Todd Tucker, director of security architecture and strategy at PentaSafe, a security management firm, said he isn’t surprised by the low turnout for the survey and that it is comparable to the results found in many surveys conducted by security organizations.
He said many of these companies that decline to respond are still trying to figure out what kind of security breaches they have before attempting to correct the problem.
“I don’t think companies are intentionally ducking their heads. What I think is happening is they are going through the process of learning the risks that are inherent to their own companies and they’re figuring out how to deal with those problems,” Tucker said. “What surveys like these do is help security officers and risk management personnel justify resources spent on efforts like security awareness and increasing information security.”
The most common types of information stolen, the survey found, are research and development (49 percent), private customer lists and personal information (36 percent) and financial data (27 percent).
Exacerbating the problem is the fact most companies are reluctant to disclose the extent of their breaches, for fear of embarrassment or loss of customers in the event the findings were published.

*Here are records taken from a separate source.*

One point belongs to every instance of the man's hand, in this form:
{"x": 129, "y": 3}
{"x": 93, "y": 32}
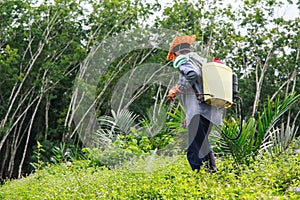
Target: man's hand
{"x": 173, "y": 92}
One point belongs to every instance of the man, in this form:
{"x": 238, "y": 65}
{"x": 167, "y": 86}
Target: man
{"x": 199, "y": 116}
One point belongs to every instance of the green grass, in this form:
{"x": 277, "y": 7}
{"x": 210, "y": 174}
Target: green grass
{"x": 160, "y": 178}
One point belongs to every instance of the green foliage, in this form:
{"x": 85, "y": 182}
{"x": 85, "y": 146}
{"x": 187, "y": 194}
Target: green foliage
{"x": 147, "y": 178}
{"x": 256, "y": 135}
{"x": 39, "y": 164}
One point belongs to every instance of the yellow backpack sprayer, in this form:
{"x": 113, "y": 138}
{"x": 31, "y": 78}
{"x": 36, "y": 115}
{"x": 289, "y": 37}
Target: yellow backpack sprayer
{"x": 220, "y": 88}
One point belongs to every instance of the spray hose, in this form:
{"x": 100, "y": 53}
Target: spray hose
{"x": 241, "y": 114}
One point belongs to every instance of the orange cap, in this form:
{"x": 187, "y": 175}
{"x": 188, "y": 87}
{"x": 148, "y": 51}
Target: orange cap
{"x": 188, "y": 39}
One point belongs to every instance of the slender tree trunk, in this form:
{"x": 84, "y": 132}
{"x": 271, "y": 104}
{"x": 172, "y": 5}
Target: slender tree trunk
{"x": 259, "y": 81}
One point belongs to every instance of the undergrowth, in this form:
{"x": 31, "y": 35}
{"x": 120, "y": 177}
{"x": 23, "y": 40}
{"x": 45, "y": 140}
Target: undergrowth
{"x": 161, "y": 177}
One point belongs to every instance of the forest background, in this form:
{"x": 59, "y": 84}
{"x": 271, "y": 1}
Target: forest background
{"x": 45, "y": 49}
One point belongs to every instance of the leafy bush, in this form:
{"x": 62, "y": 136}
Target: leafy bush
{"x": 157, "y": 177}
{"x": 258, "y": 135}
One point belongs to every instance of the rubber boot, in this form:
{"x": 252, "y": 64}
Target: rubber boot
{"x": 212, "y": 163}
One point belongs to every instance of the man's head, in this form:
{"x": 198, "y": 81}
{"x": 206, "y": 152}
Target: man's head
{"x": 180, "y": 45}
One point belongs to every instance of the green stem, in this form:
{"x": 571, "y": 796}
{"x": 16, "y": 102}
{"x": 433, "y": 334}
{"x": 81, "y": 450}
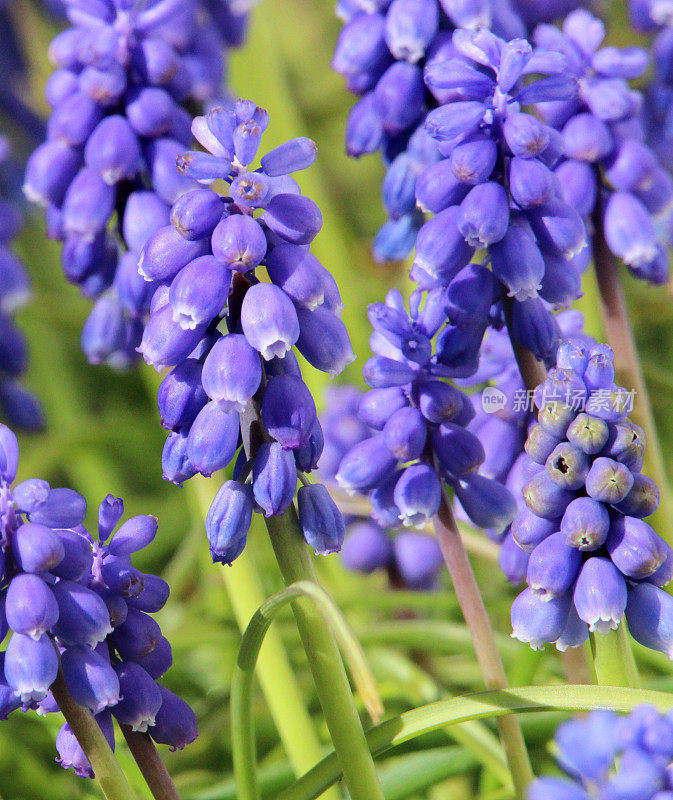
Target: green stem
{"x": 325, "y": 663}
{"x": 614, "y": 663}
{"x": 242, "y": 723}
{"x": 412, "y": 724}
{"x": 91, "y": 739}
{"x": 619, "y": 334}
{"x": 279, "y": 685}
{"x": 152, "y": 767}
{"x": 485, "y": 647}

That reluctance, Contavespi said, is keeping U.S. security experts from determining the extent of the problem and finding a way to come up with a solution for corporate security woes.
“They have to get over their reluctance to share information about losses so we can figure out the full extent and nature of the problem,” she said. “They need to centralize their loss reporting system, they have to make information protection a higher priority and they have to set up a system for valuing intellectual property.”
Tucker, who is also a member of the Human Firewall Council, said a report published several weeks ago by the organization, Security Management Practices, shows the common security practices at many companies throughout the U.S. The benchmarks found there, as well as a few simple security awareness issues can prevent some of the most flagrant breaches.
“I believe that where companies should start is with educating their own people as to the risks related to information technology and the value of their information and educating them on how to better protect that information,” he said. “In our survey, we found that only 1/3 of the companies had a classification scheme. That’s tremendously important to curtailing losses such as this.”
The ASIS report shows that, indeed, the losses can quickly add up on research and development thefts, which amounted to $404,000 per incident. Individual financial data thefts cost companies an average $356,000.